Agreeing to defend the logic of chosen immigration means defending the precariousness suffered by all undocumented immigrants and a deterioration of the conditions of the entire working class. Such a position amounts to largely adapting to the proposals of the National Rally and more broadly to reactionary migration policies. It seeks to “reassure” national workers who have been told for years that immigrants “will steal their jobs” or that they “take advantage of public services”. As a way of saying: “don’t worry too much, national workers – and whites – some immigrants bring us money”. Proposals which therefore prove useless or even dangerous when fighting against the racism which infuses our class.

However, on this path, the “left” played an active part. Adaptation to liberal language and its policies is indeed nothing new. We will think, for example, of the protectionist and nationalist line of the Marchais years in the PCF or even of François Mitterrand who, in the 1990s affirmed that the “threshold of tolerance” of the French towards foreigners had been reached in the 1970s. By gradually joining the position of the right, the PS ended up imposing the idea that there would be no alternative and that immigration would constitute in itself a problem whose negative consequences would need to be minimized.

Finally, we will note to what extent the discussions around the “benefits” of the immigrant worker, from the RN to the left, are part of a broader discussion on the productivity of immigrant workers or not. How can we not see that the anti-immigrant escalation of the far right and Macronism and the anti-social offensive against “welfare” share the same vocabulary and the same intrinsic logic? How can we not see that in the current austerity sequence it is all workers who are threatened here and there with layoffs or salary cuts precisely because the crisis means that they no longer “bring in” enough?

There would obviously be a broader discussion to bring to the debate on who makes “society run” and especially for whose benefit. But by reducing this issue to the sole question of immigration, the heralds of “the usefulness of immigration” participate in a double division: between immigrants themselves (those who would be useful and those who would not be useful). not), then between immigrant workers and national workers.

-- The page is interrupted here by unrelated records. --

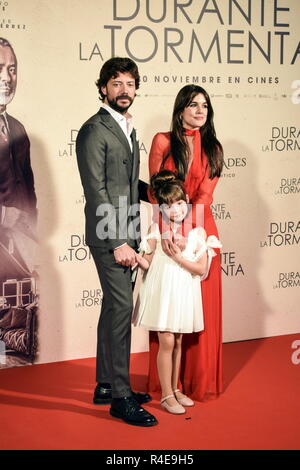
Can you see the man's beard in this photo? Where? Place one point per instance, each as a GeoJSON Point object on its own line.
{"type": "Point", "coordinates": [114, 103]}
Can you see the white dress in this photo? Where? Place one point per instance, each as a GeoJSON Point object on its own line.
{"type": "Point", "coordinates": [170, 297]}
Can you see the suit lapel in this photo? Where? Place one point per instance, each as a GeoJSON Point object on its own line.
{"type": "Point", "coordinates": [114, 127]}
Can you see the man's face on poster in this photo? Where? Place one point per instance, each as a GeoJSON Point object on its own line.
{"type": "Point", "coordinates": [8, 75]}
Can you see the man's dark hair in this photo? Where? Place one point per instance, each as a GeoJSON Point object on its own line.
{"type": "Point", "coordinates": [111, 69]}
{"type": "Point", "coordinates": [5, 43]}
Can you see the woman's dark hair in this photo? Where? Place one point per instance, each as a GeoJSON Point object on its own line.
{"type": "Point", "coordinates": [167, 188]}
{"type": "Point", "coordinates": [179, 147]}
{"type": "Point", "coordinates": [111, 69]}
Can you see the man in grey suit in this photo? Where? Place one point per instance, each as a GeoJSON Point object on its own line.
{"type": "Point", "coordinates": [108, 162]}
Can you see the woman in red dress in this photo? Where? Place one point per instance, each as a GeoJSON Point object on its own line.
{"type": "Point", "coordinates": [193, 152]}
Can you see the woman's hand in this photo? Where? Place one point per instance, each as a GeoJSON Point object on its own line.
{"type": "Point", "coordinates": [180, 241]}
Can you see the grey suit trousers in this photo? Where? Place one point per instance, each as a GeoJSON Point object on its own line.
{"type": "Point", "coordinates": [114, 327]}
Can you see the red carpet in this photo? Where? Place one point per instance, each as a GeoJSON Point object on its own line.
{"type": "Point", "coordinates": [48, 406]}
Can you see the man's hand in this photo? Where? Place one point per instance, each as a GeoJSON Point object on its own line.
{"type": "Point", "coordinates": [167, 243]}
{"type": "Point", "coordinates": [180, 241]}
{"type": "Point", "coordinates": [125, 255]}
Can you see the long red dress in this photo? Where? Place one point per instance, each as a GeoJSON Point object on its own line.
{"type": "Point", "coordinates": [201, 363]}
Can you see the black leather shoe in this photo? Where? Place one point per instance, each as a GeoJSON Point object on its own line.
{"type": "Point", "coordinates": [103, 396]}
{"type": "Point", "coordinates": [128, 409]}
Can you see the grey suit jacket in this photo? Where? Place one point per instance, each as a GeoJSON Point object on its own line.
{"type": "Point", "coordinates": [109, 174]}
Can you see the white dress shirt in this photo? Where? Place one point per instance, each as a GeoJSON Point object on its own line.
{"type": "Point", "coordinates": [124, 123]}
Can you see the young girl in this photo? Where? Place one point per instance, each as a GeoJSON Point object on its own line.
{"type": "Point", "coordinates": [170, 299]}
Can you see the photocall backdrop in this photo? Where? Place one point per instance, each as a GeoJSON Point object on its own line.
{"type": "Point", "coordinates": [246, 55]}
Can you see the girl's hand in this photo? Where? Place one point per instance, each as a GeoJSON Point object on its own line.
{"type": "Point", "coordinates": [180, 241]}
{"type": "Point", "coordinates": [177, 256]}
{"type": "Point", "coordinates": [142, 262]}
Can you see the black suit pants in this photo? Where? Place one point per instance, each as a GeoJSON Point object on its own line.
{"type": "Point", "coordinates": [114, 327]}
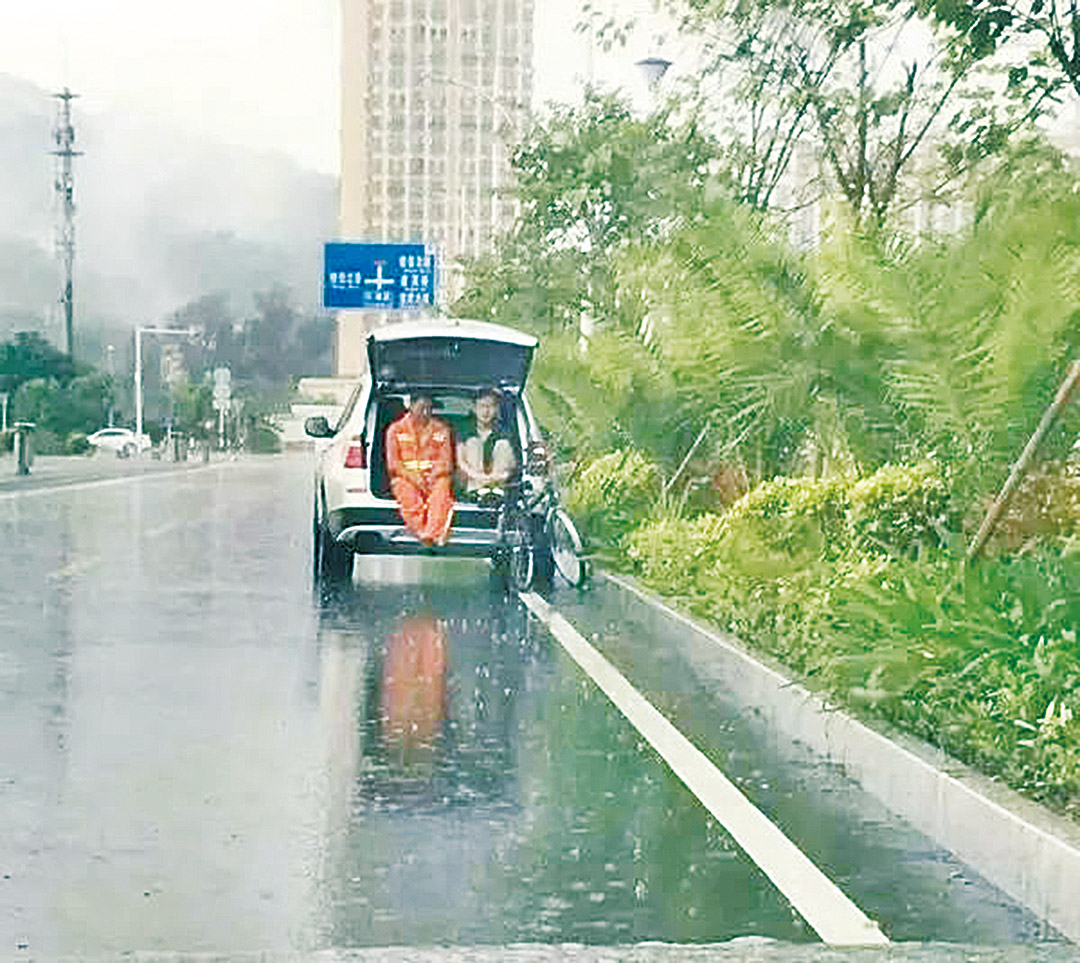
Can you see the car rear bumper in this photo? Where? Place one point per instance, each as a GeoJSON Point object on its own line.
{"type": "Point", "coordinates": [379, 530]}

Against these logics of division and adaptation to the xenophobic and security consensus, unions and organizations which claim to be on the left should on the contrary seek to unify national and immigrant workers and refuse the logic of precariousness of stay at home. artwork. This involves demanding the regularization of all undocumented immigrants without conditions, the opening of borders and freedom of movement for all. While the government is carrying out major austerity policies and employers are planning massive layoffs, these demands must be accompanied by the defense of the sharing of working time between all, and the end of precarious contracts. These are the only measures capable of reducing unemployment, putting an end to the overexploitation of part of our class and to the division of foreign and national workers which only benefits the big capitalists.